Todorov has published a total of 21 books, including The Poetics of Prose (1971), Introduction to Poetics (1981), The Conquest of America (1982), Mikhail Bakhtin: The Dialogical Principle (1984), Facing the Extreme: Moral Life in the Concentration Camps (1991), On Human Diversity (1993), Hope and Memory (2000), and Imperfect Garden: The Legacy of Humanism (2002). Todorov's historical interests have focused on such crucial issues as the conquest of The Americas and the Nazi and Stalinist concentration camps.
His honors have included the Bronze Medal of the CNRS, the Charles Lévêque Prize of the Académie des Sciences Morales et Politiques and the first Maugean Prize of the Académie Française; he also is an Officer of the Ordre des Arts et des Lettres.

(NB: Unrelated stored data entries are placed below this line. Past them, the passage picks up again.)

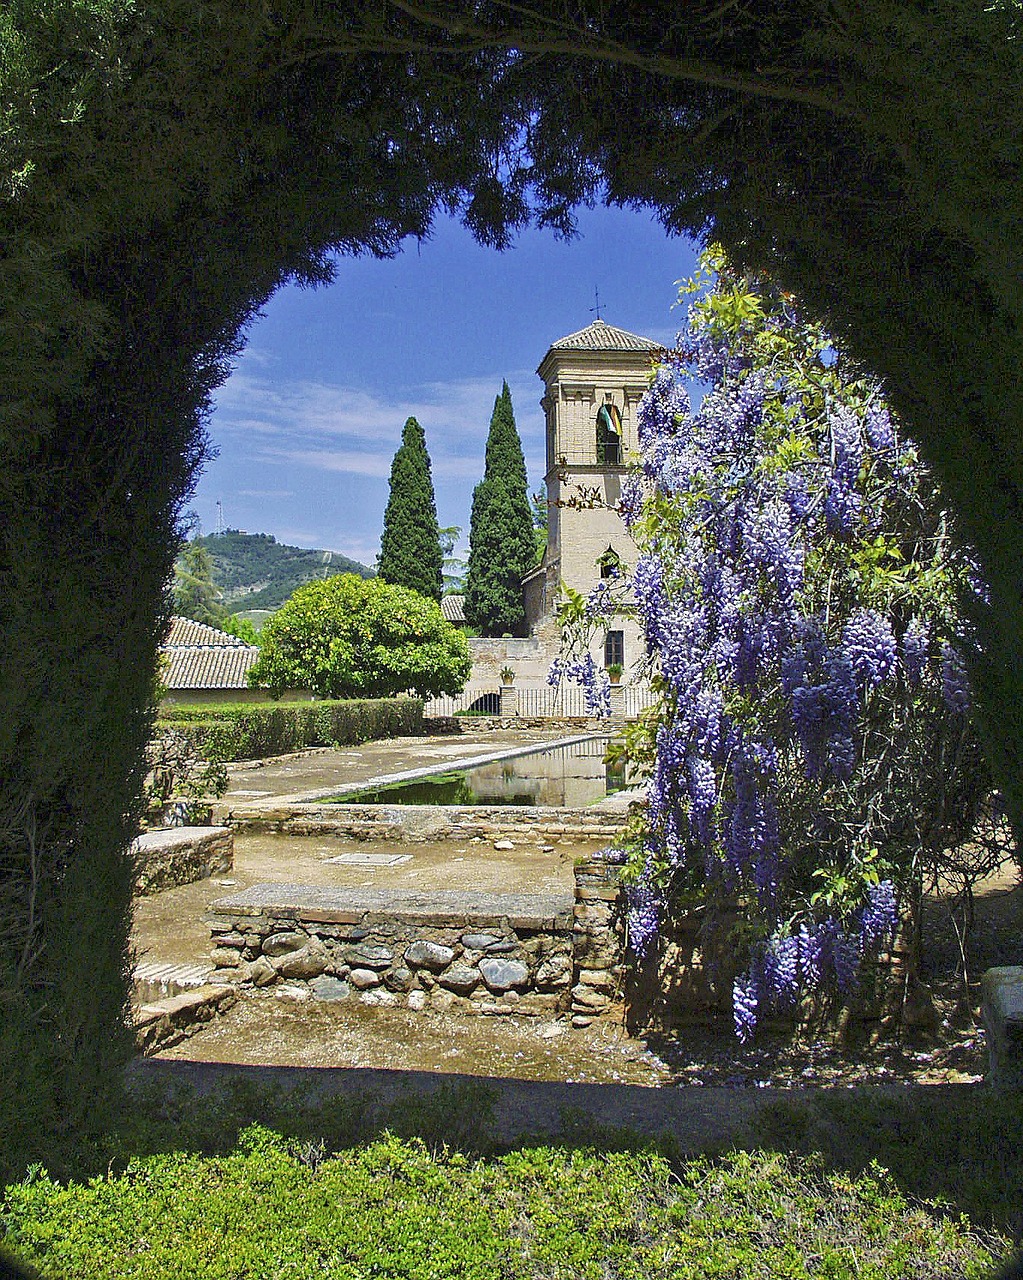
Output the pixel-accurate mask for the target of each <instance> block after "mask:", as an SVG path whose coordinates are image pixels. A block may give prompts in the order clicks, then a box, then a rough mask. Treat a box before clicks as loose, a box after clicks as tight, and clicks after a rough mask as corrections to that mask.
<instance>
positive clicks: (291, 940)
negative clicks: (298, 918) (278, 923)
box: [262, 933, 309, 956]
mask: <svg viewBox="0 0 1023 1280" xmlns="http://www.w3.org/2000/svg"><path fill="white" fill-rule="evenodd" d="M306 942H309V938H307V937H306V936H305V933H271V934H270V937H269V938H264V941H262V954H264V955H265V956H283V955H287V952H288V951H298V950H300V947H303V946H305V945H306Z"/></svg>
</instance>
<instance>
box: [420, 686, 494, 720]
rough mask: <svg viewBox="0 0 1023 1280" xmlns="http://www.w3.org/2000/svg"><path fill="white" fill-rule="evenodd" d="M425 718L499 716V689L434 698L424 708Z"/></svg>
mask: <svg viewBox="0 0 1023 1280" xmlns="http://www.w3.org/2000/svg"><path fill="white" fill-rule="evenodd" d="M423 712H424V714H425V716H499V714H501V690H499V689H467V690H465V692H461V694H456V695H455V698H449V696H448V695H447V694H444V695H442V696H440V698H433V699H430V701H428V703H425V704H424V707H423Z"/></svg>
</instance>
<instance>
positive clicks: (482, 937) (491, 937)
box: [462, 933, 503, 951]
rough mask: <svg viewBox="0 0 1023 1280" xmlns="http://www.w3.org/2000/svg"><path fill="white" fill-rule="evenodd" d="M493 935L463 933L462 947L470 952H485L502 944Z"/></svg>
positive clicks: (496, 938) (499, 941)
mask: <svg viewBox="0 0 1023 1280" xmlns="http://www.w3.org/2000/svg"><path fill="white" fill-rule="evenodd" d="M502 941H503V938H499V937H498V936H497V934H495V933H463V934H462V946H463V947H467V948H469V950H470V951H485V950H487V948H488V947H492V946H494V945H495V943H498V942H502Z"/></svg>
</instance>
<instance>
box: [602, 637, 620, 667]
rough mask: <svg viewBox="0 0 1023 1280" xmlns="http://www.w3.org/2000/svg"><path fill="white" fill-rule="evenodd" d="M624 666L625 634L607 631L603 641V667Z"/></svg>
mask: <svg viewBox="0 0 1023 1280" xmlns="http://www.w3.org/2000/svg"><path fill="white" fill-rule="evenodd" d="M624 666H625V632H624V631H608V634H607V639H606V640H604V667H624Z"/></svg>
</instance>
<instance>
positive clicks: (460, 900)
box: [209, 850, 731, 1027]
mask: <svg viewBox="0 0 1023 1280" xmlns="http://www.w3.org/2000/svg"><path fill="white" fill-rule="evenodd" d="M620 878H621V868H620V865H618V864H617V863H616V861H615V860H608V859H607V858H604V856H603V850H602V851H595V852H593V854H590V855H588V856H586V858H584V859H580V861H579V863H576V867H575V886H574V890H572V891H570V892H566V893H563V895H506V893H494V895H485V893H467V892H456V891H443V892H433V893H426V892H419V893H417V892H411V891H401V892H399V891H385V890H371V888H324V887H312V886H301V884H256V886H254V887H252V888H250V890H246V891H245V892H241V893H236V895H233V896H229V897H223V899H219V900H218V901H215V902H213V904H211V906H210V914H209V923H210V927H211V936H213V954H211V956H213V963H214V964H215V965H216V969H215V972H214V973H213V974H210V978H209V980H210V982H214V983H222V984H232V986H233V987H236V988H246V987H250V988H252V987H257V988H259V987H273V986H280V984H292V986H293V988H294V991H296V993H297V995H306V996H311V997H312V998H316V1000H324V1001H333V1000H355V998H357V1000H361V1001H362V1002H365V1004H385V1005H403V1006H406V1007H408V1009H416V1010H424V1009H428V1010H439V1011H448V1010H451V1011H455V1012H476V1014H510V1012H516V1014H544V1015H548V1016H552V1015H567V1016H570V1018H571V1021H572V1025H574V1027H588V1025H589V1024H590V1023H593V1021H594V1020H595V1019H599V1018H608V1016H613V1018H618V1019H622V1018H626V1019H627V1021H629V1023H630V1025H632V1027H640V1025H650V1024H663V1025H668V1024H673V1023H679V1021H684V1020H689V1019H691V1018H693V1016H705V1015H708V1014H709V1015H712V1016H722V1015H725V1016H727V1009H726V1006H725V1004H723V1002H722V1001H723V998H725V997H723V996H722V992H723V993H725V996H727V995H729V993H730V991H731V982H730V979H729V980H727V982H723V980H722V974H725V975H727V974H729V973H730V968H729V966H730V964H731V960H730V957H729V956H727V955H716V956H713V957H712V959H711V969H712V972H713V973H716V974H717V978H718V982H717V983H711V982H709V980H708V974H707V972H705V968H704V959H703V956H702V954H700V947H699V928H698V922H697V920H695V919H690V920H682V922H676V927H675V931H673V933H672V936H671V938H670V940H668V946H667V950H663V948H662V950H661V951H658V956H657V957H654V959H653V960H652V961H650V963H649V964H648V965H644V966H641V968H639V969H636V968H635V966H629V965H626V961H625V927H624V911H622V890H621V883H620Z"/></svg>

Todorov lives in Paris with his wife Nancy Huston and their two children.
Todorov's greatest contribution to literary theory was his defining of the fantastic, the fantastic uncanny, and the fantastic marvelous. Todorov defines the fantastic as being any event that happens in our world that seems to be supernatural. Upon the occurrence of the event, we must decide if the event was an illusion or whether it is real and has actually taken place. Todorov uses Alvaro from Cazotte's Le Diable Amoureux as an example of a fantastic event. Alvaro must decide whether the woman he is in love with is truly a woman or if she is the devil.
Upon choosing whether the event was real or imaginary, Todorov says that we enter into the genres of uncanny and marvelous. In the fantastic uncanny, the event that occurs is actually an illusion of some sort. The "laws of reality" remain intact and also provide a rational explanation for the fantastic event. Todorov gives examples of dreams, drugs, illusions of the senses, madness, etc. as things that could explain a fantastic/supernatural event. In the fantastic marvelous, the supernatural event that occurs has actually taken place and therefore the "laws of reality" have to be changed to explain the event. Only if the implied reader cannot opt for one or the other possibility, the text is purely fantastic.
Aside from his work in literary theory, Todorov also dabbled in philosophy a bit. He wrote Frail Happiness about the writings of Jean-Jacques Rousseau. He focuses on Rousseau's ideas of attaining human happiness and how we can live in 'modern' times.